Last year, I played a significant role in helping the OSC Delegation win the Service Award as I worked tirelessly for two months writing letters and organizing meetings with local business owners such as the CEO of Keels, Careems Jewelers and the Owner of Hayleys, to name a few. My aim was to convince them to sponsor OSC’s Service segment of MUN, in which, each school is asked to fund as many school bags, inclusive of a set list for stationary, and the school that produces the most is compensated with the Service Award. Last year, I helped to source 165 bags, which were proceeded to donate to poverty-stricken families around Sri Lanka. Although the primary focus was on the debating, I thoroughly enjoyed this segment within the program as I felt that it gave me an opportunity to not only showcase and exercise my skills of leadership, commitment, patience and resilience but to also present me with the perfect occasion to give back to the community that has nurtured and fostered my development through the years.
This year, contrasting our usual agenda, during today’s MUN lesson the SG and our Faculty advisor decided to donate not only the surplus bags from last years’ service run but remnants of a culmination of activities. The group organized ourselves into different sections, depending on the item, books, bags, stationary… etc. and furiously sorted through the messy clumps of materials, hoping to pack them into the multitude of empty boxes in time. These boxes are to be donated to an organization called, ‘Hope for Kids’, that centered on sheltering and nurturing a group of marginalized, poverty-stricken children. This non- profit organization addresses the global issue of poverty, in which they plan to create a safe environment in which children can explore their physical, spiritual and relational needs.

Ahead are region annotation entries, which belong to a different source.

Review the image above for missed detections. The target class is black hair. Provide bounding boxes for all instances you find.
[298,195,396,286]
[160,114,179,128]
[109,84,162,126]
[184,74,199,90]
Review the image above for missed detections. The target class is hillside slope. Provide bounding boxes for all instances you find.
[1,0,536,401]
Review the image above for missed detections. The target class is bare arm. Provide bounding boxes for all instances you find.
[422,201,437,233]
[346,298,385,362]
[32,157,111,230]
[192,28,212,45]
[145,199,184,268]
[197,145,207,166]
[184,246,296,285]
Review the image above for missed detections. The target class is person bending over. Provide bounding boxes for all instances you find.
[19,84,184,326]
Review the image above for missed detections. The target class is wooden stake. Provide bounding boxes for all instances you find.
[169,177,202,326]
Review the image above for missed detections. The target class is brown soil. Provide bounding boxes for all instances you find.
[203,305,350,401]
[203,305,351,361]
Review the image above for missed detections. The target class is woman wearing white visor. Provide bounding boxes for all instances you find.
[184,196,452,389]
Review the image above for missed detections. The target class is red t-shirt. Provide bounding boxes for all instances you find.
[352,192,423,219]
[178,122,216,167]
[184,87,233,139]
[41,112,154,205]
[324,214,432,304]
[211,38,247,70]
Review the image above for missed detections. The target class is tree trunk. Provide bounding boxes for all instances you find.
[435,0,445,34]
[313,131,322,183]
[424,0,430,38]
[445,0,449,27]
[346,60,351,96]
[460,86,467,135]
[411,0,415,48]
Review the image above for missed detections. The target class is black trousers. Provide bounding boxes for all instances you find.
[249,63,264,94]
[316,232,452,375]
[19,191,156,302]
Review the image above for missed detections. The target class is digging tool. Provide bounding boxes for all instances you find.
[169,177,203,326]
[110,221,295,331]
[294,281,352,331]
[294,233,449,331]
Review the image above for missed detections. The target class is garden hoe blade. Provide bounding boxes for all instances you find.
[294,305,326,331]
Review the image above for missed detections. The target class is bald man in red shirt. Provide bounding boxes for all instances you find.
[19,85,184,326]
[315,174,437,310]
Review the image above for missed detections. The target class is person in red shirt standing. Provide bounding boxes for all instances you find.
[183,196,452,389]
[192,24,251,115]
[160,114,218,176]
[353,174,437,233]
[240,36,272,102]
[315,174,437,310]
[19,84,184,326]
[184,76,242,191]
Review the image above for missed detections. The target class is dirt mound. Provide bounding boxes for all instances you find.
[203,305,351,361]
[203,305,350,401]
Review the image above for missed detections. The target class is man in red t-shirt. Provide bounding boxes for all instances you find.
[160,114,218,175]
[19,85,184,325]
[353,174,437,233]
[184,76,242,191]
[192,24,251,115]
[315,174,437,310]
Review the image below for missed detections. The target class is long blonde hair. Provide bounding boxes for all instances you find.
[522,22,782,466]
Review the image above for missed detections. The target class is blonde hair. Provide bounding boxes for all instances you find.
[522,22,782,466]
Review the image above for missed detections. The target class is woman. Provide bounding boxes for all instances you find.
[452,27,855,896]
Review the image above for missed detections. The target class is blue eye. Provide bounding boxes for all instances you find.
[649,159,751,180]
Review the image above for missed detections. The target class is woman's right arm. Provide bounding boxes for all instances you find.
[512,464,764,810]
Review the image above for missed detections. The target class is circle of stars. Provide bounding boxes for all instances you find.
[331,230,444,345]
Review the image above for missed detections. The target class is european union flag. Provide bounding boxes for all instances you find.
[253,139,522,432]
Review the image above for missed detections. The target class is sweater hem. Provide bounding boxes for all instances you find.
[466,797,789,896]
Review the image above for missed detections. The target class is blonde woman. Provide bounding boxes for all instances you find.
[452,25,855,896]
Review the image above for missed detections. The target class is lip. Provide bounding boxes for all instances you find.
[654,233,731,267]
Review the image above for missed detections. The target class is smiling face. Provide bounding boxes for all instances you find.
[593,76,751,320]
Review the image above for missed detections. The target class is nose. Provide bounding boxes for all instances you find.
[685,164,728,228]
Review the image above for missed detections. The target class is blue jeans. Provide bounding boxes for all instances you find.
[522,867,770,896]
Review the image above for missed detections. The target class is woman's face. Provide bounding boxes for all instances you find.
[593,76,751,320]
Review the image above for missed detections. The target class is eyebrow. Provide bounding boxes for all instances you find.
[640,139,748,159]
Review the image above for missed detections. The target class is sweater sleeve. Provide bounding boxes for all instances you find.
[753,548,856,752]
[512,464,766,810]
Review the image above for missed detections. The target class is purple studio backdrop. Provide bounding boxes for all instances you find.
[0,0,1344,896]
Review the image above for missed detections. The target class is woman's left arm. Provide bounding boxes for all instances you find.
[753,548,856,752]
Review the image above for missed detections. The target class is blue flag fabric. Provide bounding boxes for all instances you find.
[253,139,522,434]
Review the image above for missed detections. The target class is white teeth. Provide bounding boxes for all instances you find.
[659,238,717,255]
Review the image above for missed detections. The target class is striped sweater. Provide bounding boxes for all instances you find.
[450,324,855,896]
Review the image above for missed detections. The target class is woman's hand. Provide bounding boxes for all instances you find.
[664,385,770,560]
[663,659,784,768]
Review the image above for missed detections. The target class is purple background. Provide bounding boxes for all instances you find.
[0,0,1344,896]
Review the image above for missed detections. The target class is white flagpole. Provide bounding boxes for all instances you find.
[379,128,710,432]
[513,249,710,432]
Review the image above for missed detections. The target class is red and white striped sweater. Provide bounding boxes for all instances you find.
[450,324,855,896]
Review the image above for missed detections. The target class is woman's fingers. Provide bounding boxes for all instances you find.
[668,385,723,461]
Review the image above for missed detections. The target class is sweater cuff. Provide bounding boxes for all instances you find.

While packing the boxes, I contemplated whether these donations might create a drastic dent as I questioned the significance of the impact of these materials. I then realized that something that might be an everyday norm for us privileged students might be a gem that the hope for kids’ students might cherish. This train of thought (unexpectedly) triggered a deeper reaction within myself … a more permanent one and one of gratitude. I often mistake the act of thanking as being in ‘gratitude’ as I find that they are synonymous. However, I stand corrected, as the basis for the act is of temporary gratefulness whereas gratitude has a more permanent and resilient foundation. Thus, this MUN lesson proved to be one that was pivotal in updating me as an individual, given that it was truly one of service … for both parties.